People really need to quit recommending Guardian for areas where it is ill-suited. This is a perfect user-case for what they are already using, Phoenix.Token. Guardian is great for things like passing credentials to a remote non-connected server. If you are using it in the same server then it is just needless overhead.

And doing that you then remove the entire advantage of using Guardian at all (which is to keep you from having to hit a database when doing a cross-site call), why use Guardian at all in this case??

Still hitting the database, you may as well put the permissions in the database itself then and don’t use a token at all but instead just the session to hold the link, of which you can easily wipe if, say, they log out elsewhere so the session is then wiped from the database preventing replay attacks. Guardian on the other hand would let you trivially perform replay attacks, so quit suggesting it please! ^.^;

Stateless logins are nice, but you generally want short-lived tokens then to minimize replay attack abilities, and JWT is useful only if passing to another server; again if you are doing this all in the same server that you control then use Phoenix.Token, it is not as heavy, can hold arbitrary data, is faster, but does require that the server is on the BEAM or so all using the same key, JWT allows you to send data safely from server-to-server.

JWT claims are just simple on/off, fine for very simple things, but not good for more detailed permission types.

Exactly! This is the replay attack, they just replay the old token. If it is all in-system then better to keep it in the database and don’t use tokens at all!

If you are having Guardian hit the database anyway, they why are you using Guardian at all?! It makes no sense!

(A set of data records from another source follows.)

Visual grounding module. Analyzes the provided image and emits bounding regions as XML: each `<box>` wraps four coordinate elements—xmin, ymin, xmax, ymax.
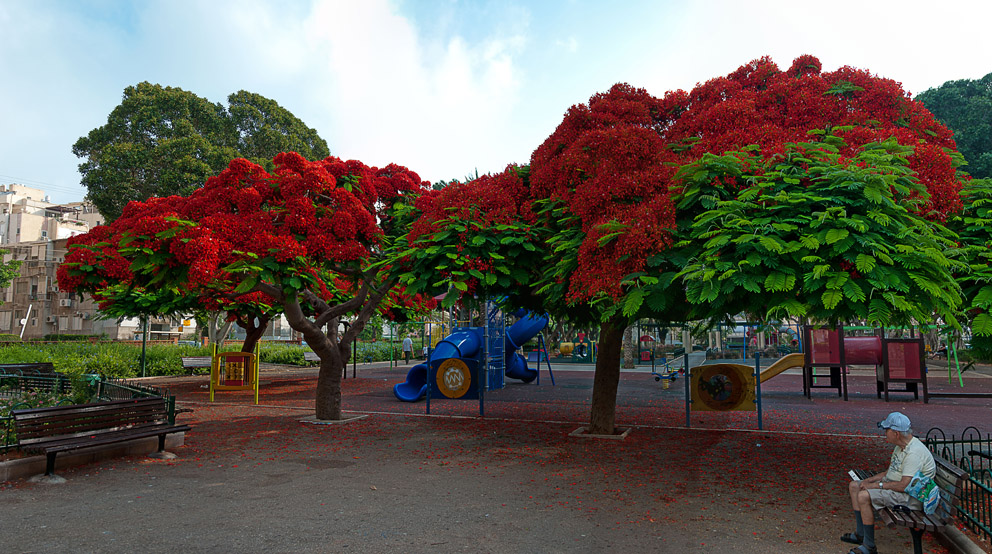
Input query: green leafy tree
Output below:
<box><xmin>916</xmin><ymin>73</ymin><xmax>992</xmax><ymax>178</ymax></box>
<box><xmin>58</xmin><ymin>152</ymin><xmax>434</xmax><ymax>420</ymax></box>
<box><xmin>72</xmin><ymin>82</ymin><xmax>329</xmax><ymax>221</ymax></box>
<box><xmin>0</xmin><ymin>249</ymin><xmax>21</xmax><ymax>304</ymax></box>
<box><xmin>402</xmin><ymin>56</ymin><xmax>961</xmax><ymax>434</ymax></box>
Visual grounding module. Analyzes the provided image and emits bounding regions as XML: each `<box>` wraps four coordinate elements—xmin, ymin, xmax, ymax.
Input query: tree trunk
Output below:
<box><xmin>241</xmin><ymin>317</ymin><xmax>270</xmax><ymax>352</ymax></box>
<box><xmin>588</xmin><ymin>317</ymin><xmax>627</xmax><ymax>435</ymax></box>
<box><xmin>623</xmin><ymin>325</ymin><xmax>637</xmax><ymax>369</ymax></box>
<box><xmin>315</xmin><ymin>347</ymin><xmax>348</xmax><ymax>421</ymax></box>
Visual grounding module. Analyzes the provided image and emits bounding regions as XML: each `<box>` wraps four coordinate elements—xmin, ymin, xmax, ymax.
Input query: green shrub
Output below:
<box><xmin>0</xmin><ymin>387</ymin><xmax>76</xmax><ymax>447</ymax></box>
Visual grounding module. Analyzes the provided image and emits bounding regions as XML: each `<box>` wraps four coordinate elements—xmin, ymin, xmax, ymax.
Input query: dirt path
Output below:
<box><xmin>0</xmin><ymin>362</ymin><xmax>992</xmax><ymax>553</ymax></box>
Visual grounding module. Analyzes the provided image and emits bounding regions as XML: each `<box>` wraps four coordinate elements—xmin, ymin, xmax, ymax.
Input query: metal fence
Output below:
<box><xmin>924</xmin><ymin>427</ymin><xmax>992</xmax><ymax>540</ymax></box>
<box><xmin>0</xmin><ymin>373</ymin><xmax>176</xmax><ymax>452</ymax></box>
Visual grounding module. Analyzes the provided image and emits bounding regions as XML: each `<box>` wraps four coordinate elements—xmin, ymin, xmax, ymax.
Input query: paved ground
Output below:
<box><xmin>0</xmin><ymin>356</ymin><xmax>992</xmax><ymax>553</ymax></box>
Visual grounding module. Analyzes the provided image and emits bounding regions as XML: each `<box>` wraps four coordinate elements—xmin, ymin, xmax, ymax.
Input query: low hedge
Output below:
<box><xmin>0</xmin><ymin>341</ymin><xmax>403</xmax><ymax>378</ymax></box>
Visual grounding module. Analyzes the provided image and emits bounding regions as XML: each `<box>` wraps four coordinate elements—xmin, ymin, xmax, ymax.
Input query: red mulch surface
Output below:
<box><xmin>3</xmin><ymin>360</ymin><xmax>992</xmax><ymax>553</ymax></box>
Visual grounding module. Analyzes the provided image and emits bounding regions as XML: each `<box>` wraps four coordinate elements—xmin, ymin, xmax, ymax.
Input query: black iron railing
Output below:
<box><xmin>924</xmin><ymin>427</ymin><xmax>992</xmax><ymax>540</ymax></box>
<box><xmin>0</xmin><ymin>373</ymin><xmax>176</xmax><ymax>452</ymax></box>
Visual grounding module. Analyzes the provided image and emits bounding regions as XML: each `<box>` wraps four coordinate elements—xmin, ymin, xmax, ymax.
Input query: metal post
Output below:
<box><xmin>754</xmin><ymin>352</ymin><xmax>764</xmax><ymax>431</ymax></box>
<box><xmin>141</xmin><ymin>316</ymin><xmax>148</xmax><ymax>377</ymax></box>
<box><xmin>682</xmin><ymin>355</ymin><xmax>692</xmax><ymax>428</ymax></box>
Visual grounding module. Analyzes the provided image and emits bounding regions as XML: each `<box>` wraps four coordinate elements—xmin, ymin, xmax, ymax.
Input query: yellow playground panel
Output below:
<box><xmin>210</xmin><ymin>345</ymin><xmax>258</xmax><ymax>404</ymax></box>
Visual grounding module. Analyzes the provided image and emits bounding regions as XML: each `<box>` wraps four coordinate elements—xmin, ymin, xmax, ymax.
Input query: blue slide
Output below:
<box><xmin>393</xmin><ymin>315</ymin><xmax>548</xmax><ymax>402</ymax></box>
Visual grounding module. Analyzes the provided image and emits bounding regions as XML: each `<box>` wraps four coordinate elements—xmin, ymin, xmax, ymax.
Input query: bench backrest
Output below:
<box><xmin>0</xmin><ymin>362</ymin><xmax>55</xmax><ymax>375</ymax></box>
<box><xmin>11</xmin><ymin>396</ymin><xmax>169</xmax><ymax>446</ymax></box>
<box><xmin>933</xmin><ymin>456</ymin><xmax>969</xmax><ymax>521</ymax></box>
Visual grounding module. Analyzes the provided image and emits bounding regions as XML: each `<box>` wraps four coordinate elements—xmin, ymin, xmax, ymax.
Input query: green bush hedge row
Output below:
<box><xmin>0</xmin><ymin>342</ymin><xmax>402</xmax><ymax>378</ymax></box>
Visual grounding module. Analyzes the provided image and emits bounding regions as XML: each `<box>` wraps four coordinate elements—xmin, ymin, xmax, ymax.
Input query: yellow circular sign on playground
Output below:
<box><xmin>437</xmin><ymin>358</ymin><xmax>472</xmax><ymax>398</ymax></box>
<box><xmin>692</xmin><ymin>364</ymin><xmax>755</xmax><ymax>411</ymax></box>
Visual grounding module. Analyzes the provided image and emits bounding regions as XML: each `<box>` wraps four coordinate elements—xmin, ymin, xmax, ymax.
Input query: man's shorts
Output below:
<box><xmin>868</xmin><ymin>481</ymin><xmax>923</xmax><ymax>510</ymax></box>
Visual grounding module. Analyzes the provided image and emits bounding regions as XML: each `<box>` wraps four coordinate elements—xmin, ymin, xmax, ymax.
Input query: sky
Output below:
<box><xmin>0</xmin><ymin>0</ymin><xmax>992</xmax><ymax>203</ymax></box>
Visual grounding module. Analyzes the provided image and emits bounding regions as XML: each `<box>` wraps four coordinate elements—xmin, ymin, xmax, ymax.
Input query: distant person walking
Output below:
<box><xmin>403</xmin><ymin>337</ymin><xmax>413</xmax><ymax>365</ymax></box>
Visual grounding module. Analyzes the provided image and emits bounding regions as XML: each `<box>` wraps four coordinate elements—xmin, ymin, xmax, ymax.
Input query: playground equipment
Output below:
<box><xmin>692</xmin><ymin>353</ymin><xmax>805</xmax><ymax>383</ymax></box>
<box><xmin>210</xmin><ymin>344</ymin><xmax>259</xmax><ymax>404</ymax></box>
<box><xmin>761</xmin><ymin>353</ymin><xmax>805</xmax><ymax>383</ymax></box>
<box><xmin>803</xmin><ymin>325</ymin><xmax>930</xmax><ymax>403</ymax></box>
<box><xmin>651</xmin><ymin>351</ymin><xmax>706</xmax><ymax>389</ymax></box>
<box><xmin>393</xmin><ymin>312</ymin><xmax>550</xmax><ymax>402</ymax></box>
<box><xmin>572</xmin><ymin>337</ymin><xmax>597</xmax><ymax>364</ymax></box>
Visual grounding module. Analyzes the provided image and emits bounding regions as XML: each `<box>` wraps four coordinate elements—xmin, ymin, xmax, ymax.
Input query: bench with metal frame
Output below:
<box><xmin>180</xmin><ymin>356</ymin><xmax>214</xmax><ymax>369</ymax></box>
<box><xmin>854</xmin><ymin>456</ymin><xmax>968</xmax><ymax>554</ymax></box>
<box><xmin>11</xmin><ymin>396</ymin><xmax>191</xmax><ymax>476</ymax></box>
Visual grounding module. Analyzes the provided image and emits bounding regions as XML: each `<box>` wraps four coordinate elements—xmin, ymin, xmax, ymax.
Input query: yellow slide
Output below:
<box><xmin>761</xmin><ymin>353</ymin><xmax>806</xmax><ymax>383</ymax></box>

  • If you are doing the authentication and authorization all in the same server and you’ll be hitting the database anyway, don’t use tokens, just use Phoenix’s Session and the database, you have significantly greater control.
  • If you are doing the authentication and authorization all in the same server and you don’t always need to hit the database for short-lived authorization permissions, use Phoenix.Token and put the allowed permission inside the token itself (like via Phoenix.Token.sign("perms", [:read, :edit]) or whatever, you can encode whatever you want in it in any form that you want).
  • If you are doing authentication on one server and doing authorization on ‘another’ server and those two servers do not use the same secure phoenix keys, then and only then is JWT (Guardian) useful. Don’t use it otherwise, it is not safe and/or not secure in other contexts.
OvermindDL1

OvermindDL1

Other than it is the wrong abstraction? A couple of other reasons:

  • Significantly larger in payload because of all the packed json stuff required by the JWT spec.
  • More costly to (de)serialize, which just makes your request take that ever slightly bit longer.
  • Yet Another dependency when it adds about nothing unless JWT is really needed.
  • To use it properly you either need to push it in the DB yourself anyway or bring in Yet Another dependency like guardian_db.

Etc… ^.^;

wfgilman

wfgilman

Thanks, I appreciate your thoughtful comments as always.